Folley’s face turned sterner, if that was possible.
“Gaspard, pay the crew. Lock box is in the bottom drawer.” He tossed a key in the air and left, never looking back.
Gaspard caught it, palmed it, made it appear in the other hand. “Yes, Boss-man,” he said to no one.
He sat at the ringmaster’s desk, pulled out the cash box and shouted, “Who’s first?”
Mr. It entered, eyebrow raised. He looked back the way he entered. “Everyone’s in good spirits tonight.”

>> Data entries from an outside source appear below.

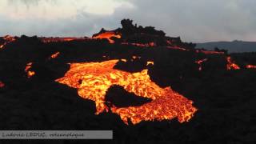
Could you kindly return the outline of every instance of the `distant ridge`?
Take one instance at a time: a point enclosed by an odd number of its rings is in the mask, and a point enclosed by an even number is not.
[[[245,42],[234,40],[233,42],[210,42],[197,43],[196,48],[206,50],[218,49],[227,50],[229,53],[256,52],[256,42]]]

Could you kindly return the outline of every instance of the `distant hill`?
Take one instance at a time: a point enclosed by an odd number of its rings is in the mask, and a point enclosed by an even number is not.
[[[196,48],[205,48],[206,50],[218,49],[227,50],[229,53],[252,52],[256,51],[256,42],[211,42],[206,43],[197,43]]]

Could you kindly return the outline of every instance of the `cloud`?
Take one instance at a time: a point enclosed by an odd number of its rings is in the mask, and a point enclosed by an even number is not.
[[[254,0],[2,0],[0,35],[85,36],[124,18],[186,42],[256,41]]]

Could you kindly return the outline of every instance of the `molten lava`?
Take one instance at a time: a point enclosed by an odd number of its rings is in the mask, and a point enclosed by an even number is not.
[[[207,61],[207,58],[205,58],[205,59],[202,59],[202,60],[198,60],[198,61],[196,61],[195,63],[198,64],[199,65],[199,68],[198,68],[198,70],[201,71],[202,70],[202,63],[204,62],[206,62]]]
[[[149,61],[146,62],[146,66],[154,65],[154,62]]]
[[[246,65],[246,69],[256,69],[255,65]]]
[[[178,46],[167,46],[167,48],[169,49],[173,49],[173,50],[188,50],[186,49],[182,48],[182,47],[178,47]]]
[[[120,34],[116,34],[114,31],[106,31],[105,33],[102,33],[97,36],[93,37],[93,38],[99,38],[99,39],[106,38],[110,42],[110,43],[114,43],[114,41],[111,38],[121,38],[121,37],[122,36]]]
[[[233,60],[231,59],[231,57],[227,57],[226,58],[226,69],[227,70],[239,70],[240,67],[238,65],[235,64]]]
[[[34,71],[30,70],[30,69],[32,68],[32,62],[29,62],[26,64],[26,66],[25,67],[25,72],[26,73],[27,78],[31,78],[33,75],[35,74]]]
[[[152,82],[148,70],[138,73],[129,73],[114,70],[118,60],[102,62],[72,63],[63,78],[55,81],[78,89],[78,95],[93,100],[96,105],[96,114],[110,110],[120,116],[128,124],[142,121],[162,121],[178,118],[180,122],[189,121],[197,109],[193,102],[186,98],[170,87],[161,88]],[[150,102],[138,106],[108,107],[105,96],[113,85],[122,86],[126,91],[137,96],[152,99]],[[122,97],[122,95],[120,95]]]

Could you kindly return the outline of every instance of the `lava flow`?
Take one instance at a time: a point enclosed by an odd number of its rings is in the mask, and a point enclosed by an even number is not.
[[[246,69],[256,69],[255,65],[246,65]]]
[[[24,71],[26,73],[27,78],[31,78],[33,75],[35,74],[34,71],[30,70],[31,67],[32,67],[32,62],[29,62],[26,64],[26,66],[24,70]]]
[[[240,67],[238,65],[235,64],[232,59],[231,57],[226,58],[227,64],[226,64],[226,69],[227,70],[240,70]]]
[[[102,34],[99,34],[98,35],[94,36],[93,38],[99,38],[99,39],[103,39],[106,38],[110,43],[114,43],[114,41],[111,39],[112,38],[121,38],[121,34],[116,34],[113,31],[106,31]]]
[[[189,121],[197,111],[192,106],[192,101],[174,92],[170,87],[161,88],[152,82],[148,70],[133,74],[114,70],[114,66],[118,62],[71,63],[65,76],[55,81],[77,88],[80,97],[94,101],[97,114],[110,110],[118,114],[126,124],[129,120],[137,124],[142,121],[170,120],[176,117],[180,122],[183,122]],[[109,108],[106,105],[105,96],[113,85],[121,86],[130,93],[152,101],[142,106],[111,106]]]

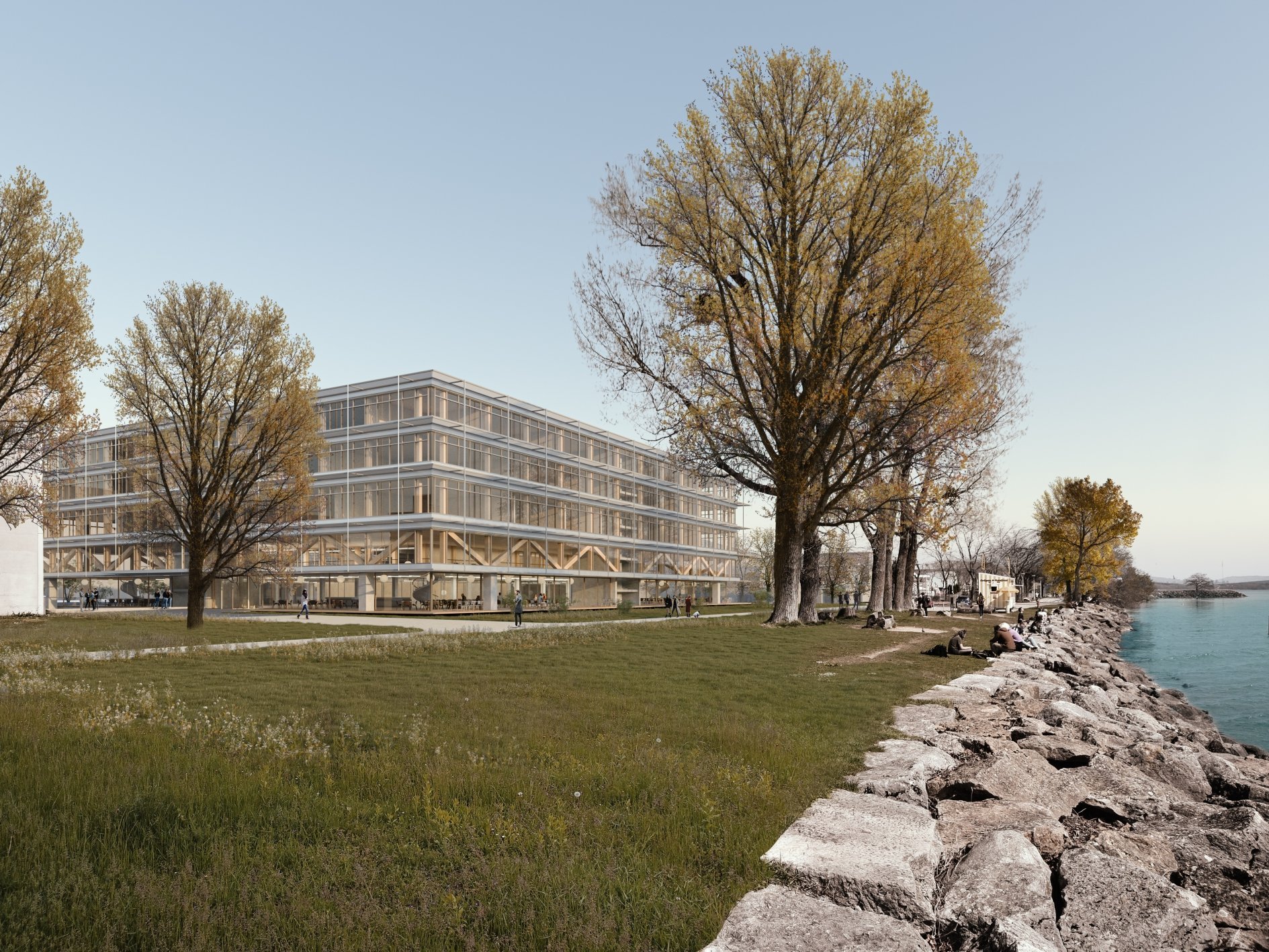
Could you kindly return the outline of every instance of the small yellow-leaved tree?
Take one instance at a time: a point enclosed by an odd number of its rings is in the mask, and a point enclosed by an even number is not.
[[[107,379],[137,425],[142,531],[185,549],[187,626],[220,578],[275,568],[310,508],[321,444],[313,352],[282,308],[218,284],[166,284],[110,347]]]
[[[1056,479],[1036,503],[1044,572],[1065,582],[1075,601],[1085,586],[1105,584],[1115,576],[1121,560],[1114,550],[1132,545],[1140,527],[1141,513],[1110,479],[1100,486],[1089,477]]]

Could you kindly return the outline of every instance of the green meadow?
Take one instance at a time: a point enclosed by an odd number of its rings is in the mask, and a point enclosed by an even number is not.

Gaspard sighed. “Look, you lizard shit. I’m not in the mood for—”
“Frenchman, so far as I’m concerned, you don’t even exist. I’m only here to collect my money.”
Gaspard was almost offended, but decided it wasn’t worth the effort. The sooner he paid Mr. It the sooner he left. He scanned the ledger, finger tracing the rows.
He handed Mr. It two and a half dollars.
At first Mr. It’s face was indignant—the small joys, Gaspard thought—but then Mr. It began chuckling. He slammed his hand on the money, scooped it up.
“What are you laughing at?”
“You know what this is?” Mr. It pulled a dollar away, held the rest of the money in Gaspard’s face. “It’s a bus ticket out of here. And this?” He waved the other dollar. “This is a steak dinner wherever I end up. But you?” Mr. It stood, claws scraping the roof as he exited. “You’re stuck here.”